City makes $1.4 million mistake in water billing

A water bill from the city of Baltimore dated Feb. 28 shows Ivymount Apartments owing $1,438,362.43. Minutes after the photo shoot, a city employee called the apartment complex to say that the bill had been adjusted to $13,507.87.
A water bill from the city of Baltimore dated Feb. 28 shows Ivymount Apartments owing $1,438,362.43. Minutes after the photo shoot, a city employee called the apartment complex to say that the bill had been adjusted to $13,507.87. (Karl Merton Ferron / The Baltimore Sun)

Over the past three years, the managers of Mount Washington's Ivymount Apartments have struggled to get an accurate city water bill. But nothing prepared them for the shock of a $1.4 million bill.

Past problems paled in comparison. Once a city contractor fished a rock out of the complex's water meter and said it had caused overbillings. On another occasion, the city issued a $27,000 refund after correcting an estimated bill.

The Ivymount's most egregious bill appeared late last month, just days after the mayor assured water customers that widespread billing problems had been fixed. The city's online billing system said the complex owed $1.4 million, more than 100 times its normal rate.

"I can't afford to pay a million dollars," said Sandra Mulderrig, vice president of the company that owns the Ivymount. "This property will be gone."

Mulderrig called the city numerous times about the mammoth bill, and sent certified letters to the Department of Public Works and Mayor Stephanie Rawlings-Blake. She said one public works employee eventually told her that the bill for $1,438,362 was an estimate — it should have been $438,362.

Thursday, hours after The Baltimore Sun inquired about the Ivymount's account, a public works employee called the management office to say that the bill had been reduced to $13,500, a typical charge for the billing period.

Even as city officials say they are addressing problems cited in a highly critical audit last month, some City Council members say they've seen no decrease in complaints about erroneous water bills.

"We're seeing no improvement," said Lester Davis, spokesman for council President Bernard C. "Jack" Young. "Every day, we're being inundated with calls to this office.

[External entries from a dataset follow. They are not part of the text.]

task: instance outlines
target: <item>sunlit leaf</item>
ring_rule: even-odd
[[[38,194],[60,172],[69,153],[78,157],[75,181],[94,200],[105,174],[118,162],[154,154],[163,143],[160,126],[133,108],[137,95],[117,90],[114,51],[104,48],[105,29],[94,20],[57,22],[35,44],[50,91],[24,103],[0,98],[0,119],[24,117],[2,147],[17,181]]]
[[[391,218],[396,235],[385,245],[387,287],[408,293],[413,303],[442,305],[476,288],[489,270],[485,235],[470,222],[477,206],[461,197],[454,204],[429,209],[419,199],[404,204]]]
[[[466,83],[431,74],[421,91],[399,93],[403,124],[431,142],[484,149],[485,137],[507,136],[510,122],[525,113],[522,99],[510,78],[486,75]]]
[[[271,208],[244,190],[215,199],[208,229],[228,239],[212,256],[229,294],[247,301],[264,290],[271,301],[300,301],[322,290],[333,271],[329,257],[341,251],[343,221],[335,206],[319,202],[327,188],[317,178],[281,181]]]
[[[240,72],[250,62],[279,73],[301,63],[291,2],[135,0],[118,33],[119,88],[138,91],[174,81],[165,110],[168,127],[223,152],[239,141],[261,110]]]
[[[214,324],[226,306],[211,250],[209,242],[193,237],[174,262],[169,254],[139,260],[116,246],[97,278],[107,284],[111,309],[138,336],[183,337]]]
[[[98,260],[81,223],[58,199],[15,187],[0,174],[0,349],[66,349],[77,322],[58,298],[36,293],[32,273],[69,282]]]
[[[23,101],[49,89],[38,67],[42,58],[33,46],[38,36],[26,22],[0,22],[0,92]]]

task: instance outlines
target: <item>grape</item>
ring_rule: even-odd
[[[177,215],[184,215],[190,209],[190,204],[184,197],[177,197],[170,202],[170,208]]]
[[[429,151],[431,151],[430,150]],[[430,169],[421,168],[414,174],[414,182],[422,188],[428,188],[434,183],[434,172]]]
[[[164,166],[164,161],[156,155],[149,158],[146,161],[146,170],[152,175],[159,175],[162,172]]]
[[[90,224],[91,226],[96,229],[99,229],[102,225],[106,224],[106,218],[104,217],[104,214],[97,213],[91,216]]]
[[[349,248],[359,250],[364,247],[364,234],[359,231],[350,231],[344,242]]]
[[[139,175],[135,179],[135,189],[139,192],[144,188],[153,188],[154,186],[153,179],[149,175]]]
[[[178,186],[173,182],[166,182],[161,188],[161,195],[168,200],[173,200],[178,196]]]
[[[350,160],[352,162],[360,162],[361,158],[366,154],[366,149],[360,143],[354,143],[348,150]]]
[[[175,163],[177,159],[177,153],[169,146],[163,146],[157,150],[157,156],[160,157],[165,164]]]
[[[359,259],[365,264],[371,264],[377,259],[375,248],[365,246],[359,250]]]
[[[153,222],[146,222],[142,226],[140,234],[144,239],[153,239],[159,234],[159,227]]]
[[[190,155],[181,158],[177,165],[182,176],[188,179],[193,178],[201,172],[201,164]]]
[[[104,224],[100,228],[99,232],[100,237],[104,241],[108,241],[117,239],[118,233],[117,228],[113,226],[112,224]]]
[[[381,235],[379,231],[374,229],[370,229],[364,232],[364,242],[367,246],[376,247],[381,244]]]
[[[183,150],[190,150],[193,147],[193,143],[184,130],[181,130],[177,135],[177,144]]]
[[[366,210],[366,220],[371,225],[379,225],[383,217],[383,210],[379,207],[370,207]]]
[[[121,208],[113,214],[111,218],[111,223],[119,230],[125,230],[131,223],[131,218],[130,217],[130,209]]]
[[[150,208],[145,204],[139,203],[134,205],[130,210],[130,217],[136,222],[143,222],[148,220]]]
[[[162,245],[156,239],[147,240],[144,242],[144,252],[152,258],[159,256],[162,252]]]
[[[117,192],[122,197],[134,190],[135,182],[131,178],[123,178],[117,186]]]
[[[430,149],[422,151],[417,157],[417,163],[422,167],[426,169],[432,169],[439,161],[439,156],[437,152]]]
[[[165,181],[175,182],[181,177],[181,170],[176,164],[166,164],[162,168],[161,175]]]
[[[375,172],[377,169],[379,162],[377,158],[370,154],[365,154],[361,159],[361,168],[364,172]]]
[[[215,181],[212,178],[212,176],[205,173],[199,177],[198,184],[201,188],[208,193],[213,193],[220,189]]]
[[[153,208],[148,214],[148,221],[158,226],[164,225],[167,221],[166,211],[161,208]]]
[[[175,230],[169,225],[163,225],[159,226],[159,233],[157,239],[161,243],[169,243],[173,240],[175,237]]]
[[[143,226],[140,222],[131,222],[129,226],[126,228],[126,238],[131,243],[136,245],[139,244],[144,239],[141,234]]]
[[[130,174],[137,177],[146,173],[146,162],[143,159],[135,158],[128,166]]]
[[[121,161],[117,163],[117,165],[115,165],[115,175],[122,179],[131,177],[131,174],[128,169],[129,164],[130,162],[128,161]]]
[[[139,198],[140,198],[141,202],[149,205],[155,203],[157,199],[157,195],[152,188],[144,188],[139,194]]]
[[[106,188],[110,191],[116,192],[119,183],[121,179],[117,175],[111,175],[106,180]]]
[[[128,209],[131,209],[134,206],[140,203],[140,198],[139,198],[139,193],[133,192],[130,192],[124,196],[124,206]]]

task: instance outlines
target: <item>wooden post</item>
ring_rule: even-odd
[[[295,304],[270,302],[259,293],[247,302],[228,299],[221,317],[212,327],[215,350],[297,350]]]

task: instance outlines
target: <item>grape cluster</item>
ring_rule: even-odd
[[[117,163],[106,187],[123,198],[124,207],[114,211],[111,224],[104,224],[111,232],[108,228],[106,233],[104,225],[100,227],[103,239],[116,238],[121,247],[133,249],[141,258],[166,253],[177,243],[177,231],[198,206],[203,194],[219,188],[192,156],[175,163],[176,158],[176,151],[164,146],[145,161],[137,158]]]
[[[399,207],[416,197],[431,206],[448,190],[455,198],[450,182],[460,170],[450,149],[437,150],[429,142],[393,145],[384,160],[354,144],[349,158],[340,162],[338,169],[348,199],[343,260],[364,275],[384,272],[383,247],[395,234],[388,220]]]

If anything, people are more upset than ever. These are real people with real problems."

Councilwoman Mary Pat Clarke said she believes the Public Works Department is taking the issue seriously, but customers are still seeing many mistakes.

"There are errors in meter reading. There are errors in the meters themselves," she says. "They need to train people for the call center and they need to train new meter readers."

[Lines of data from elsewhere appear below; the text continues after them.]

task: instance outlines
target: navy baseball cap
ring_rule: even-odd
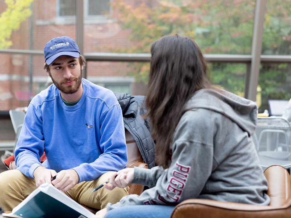
[[[77,44],[68,36],[61,36],[50,40],[45,44],[43,52],[45,60],[49,65],[62,55],[77,58],[81,54]]]

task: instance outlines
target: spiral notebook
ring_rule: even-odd
[[[3,217],[90,218],[94,214],[51,184],[42,184]]]

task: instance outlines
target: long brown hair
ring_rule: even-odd
[[[154,42],[145,106],[156,143],[156,162],[169,166],[173,134],[184,106],[196,91],[212,87],[206,61],[196,43],[187,37],[164,36]]]

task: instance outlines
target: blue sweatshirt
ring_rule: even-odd
[[[33,178],[42,166],[57,172],[72,169],[79,182],[126,167],[126,144],[122,112],[110,90],[82,79],[83,93],[66,106],[54,85],[36,95],[27,109],[15,149],[17,169]]]

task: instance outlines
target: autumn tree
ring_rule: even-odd
[[[165,35],[178,33],[192,38],[204,54],[251,53],[255,0],[145,0],[135,5],[128,0],[113,2],[113,8],[118,11],[118,22],[123,28],[131,29],[129,39],[134,44],[115,51],[149,53],[154,41]],[[268,1],[262,54],[290,54],[290,0]],[[281,81],[286,80],[288,66],[262,66],[259,81],[262,99],[291,97],[291,90],[278,90],[282,86]],[[241,94],[245,64],[213,63],[209,66],[214,84]],[[132,69],[131,75],[138,81],[146,82],[148,63],[135,63]],[[264,104],[265,106],[266,102]]]
[[[13,44],[10,37],[13,31],[19,28],[21,22],[30,16],[29,7],[34,0],[5,0],[6,10],[0,15],[0,48]]]

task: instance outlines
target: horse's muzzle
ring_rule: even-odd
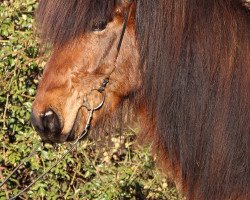
[[[49,109],[38,115],[32,112],[31,123],[43,140],[50,142],[60,140],[63,122],[53,110]]]

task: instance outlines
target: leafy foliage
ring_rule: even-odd
[[[48,53],[33,32],[37,0],[0,1],[0,179],[29,155],[39,138],[29,118]],[[149,149],[134,149],[138,131],[113,135],[109,146],[87,139],[66,156],[24,199],[170,199],[180,196],[155,169]],[[108,140],[108,139],[107,139]],[[0,189],[0,199],[17,194],[67,149],[46,144]]]

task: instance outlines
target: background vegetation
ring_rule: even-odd
[[[39,142],[29,117],[47,54],[33,33],[36,5],[36,0],[0,0],[0,182]],[[123,136],[112,135],[109,146],[83,141],[22,199],[180,199],[155,169],[149,150],[134,148],[136,132],[128,128]],[[39,148],[0,188],[0,199],[17,194],[66,149]]]

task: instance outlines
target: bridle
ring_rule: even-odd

And while she believes the department is working to fix its errors, Clarke said she is dissatisfied with the speed of improvements — particularly the fact that officials say it will take several years to install a new meter-reading system that could reduce human error.

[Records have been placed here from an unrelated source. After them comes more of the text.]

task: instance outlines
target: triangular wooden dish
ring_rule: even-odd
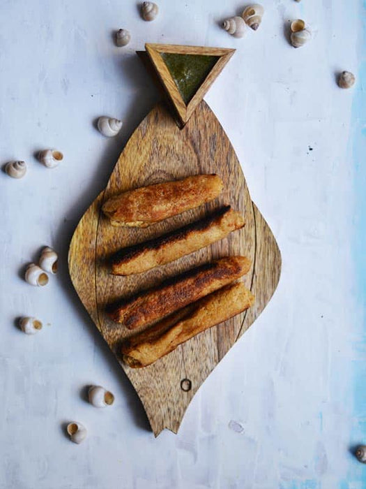
[[[145,48],[166,93],[168,94],[171,103],[176,110],[181,126],[184,126],[187,123],[211,85],[235,52],[234,49],[185,46],[173,44],[146,43]],[[188,101],[183,99],[178,87],[162,57],[164,54],[181,54],[197,57],[215,57],[217,60],[214,63],[212,69],[208,72],[206,76],[197,87],[195,95]]]
[[[212,173],[219,174],[224,181],[224,190],[219,199],[153,226],[115,228],[101,213],[102,203],[124,190]],[[246,221],[243,229],[208,248],[146,273],[129,277],[109,274],[105,257],[117,247],[179,227],[224,203],[243,213]],[[128,295],[166,277],[228,254],[245,255],[252,259],[252,268],[243,282],[256,297],[254,305],[199,334],[149,367],[134,370],[125,365],[119,346],[127,332],[108,319],[105,305],[117,296]],[[162,104],[155,105],[141,122],[122,152],[106,189],[76,228],[70,247],[69,269],[82,302],[140,397],[155,435],[165,428],[176,432],[197,389],[270,299],[281,269],[275,240],[251,201],[227,136],[204,101],[199,102],[182,129]]]

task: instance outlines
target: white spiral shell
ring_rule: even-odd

"What I see is the correct steps are being taken to solve these problems, but some of the steps are only now being taken," Clarke said. "I'm not happy with the time frame for replacing the meters. I think we need to accelerate that schedule. Getting the new meters is absolutely crucial to the whole process."

Linda Stewart, an activist who has tracked water bill errors for years, said she is monitoring dozens of accounts that are still owed refunds.

"I don't see any improvement in the system," Stewart said. "They're trying to blame it all on the estimated bills, but that's really wrong. It's more than just estimated bills."

In the wake of the city auditor's report last month, the Public Works Department issued $4.2 million in refunds to 38,000 customers. City officials have said they are hiring many more staffers to field phone calls, check meters and research bills. And officials say they will install new meters and new billing software for the water system's 410,000 customers over the next three to five years.

Public Works spokeswoman Celeste Amato said the Ivymount's billing saga shows that "our system is working as it should." The apartment complex had not received a bill in the mail for several months, she said, because the unusually high $1.4 million charge had triggered an investigation.

Amato pointed out the online billing system for water customers describes the statements there as "preliminary" and "subject to review."

Mulderrig, however, said that when she called the city after not getting a bill, the worker told her to check the website.

"I want to pay my bills," Mulderrig said. "I don't like to owe money to anyone. We have a very good reputation."

Peppie Knapp, Mulderrig's co-worker, discovered the $1.4 million bill on Feb. 28 and called the Department of Public Works. An employee told her "there was no way of knowing if the bill was an error," Knapp recalled.

The employee assured the Ivymount's managers that a supervisor would return their call, but that never happened, the two women said. Instead, they called back a week later and spoke to the same employee, who said that bill had been an "estimate" and the invoice now read exactly $1 million less.

The Ivymount's staff then sent certified letters to Public Works and the mayor's office, but did not receive a response. Eventually, Mulderrig decided that they should read the meter themselves.

"I finally threw up my hands and said, 'When you want something done right, you need to do it yourself,'" she said.

She and Knapp calculated how much water the complex had used and how much it owed the city. They determined they needed to pay about $15,000, and sent the city a check for that amount earlier this month. "I even included the Bay Restoration Fee," Mulderrig said. "I haven't cheated them out of anything."

The employee who called yesterday to report that the true bill was $13,500 said the complex would get a credit for the difference.

Last night, Public Works spokesman Kurt Kocher said the bill had been adjusted Wednesday. He said the department planned to stop posting preliminary bills on the customer website because it caused too much confusion.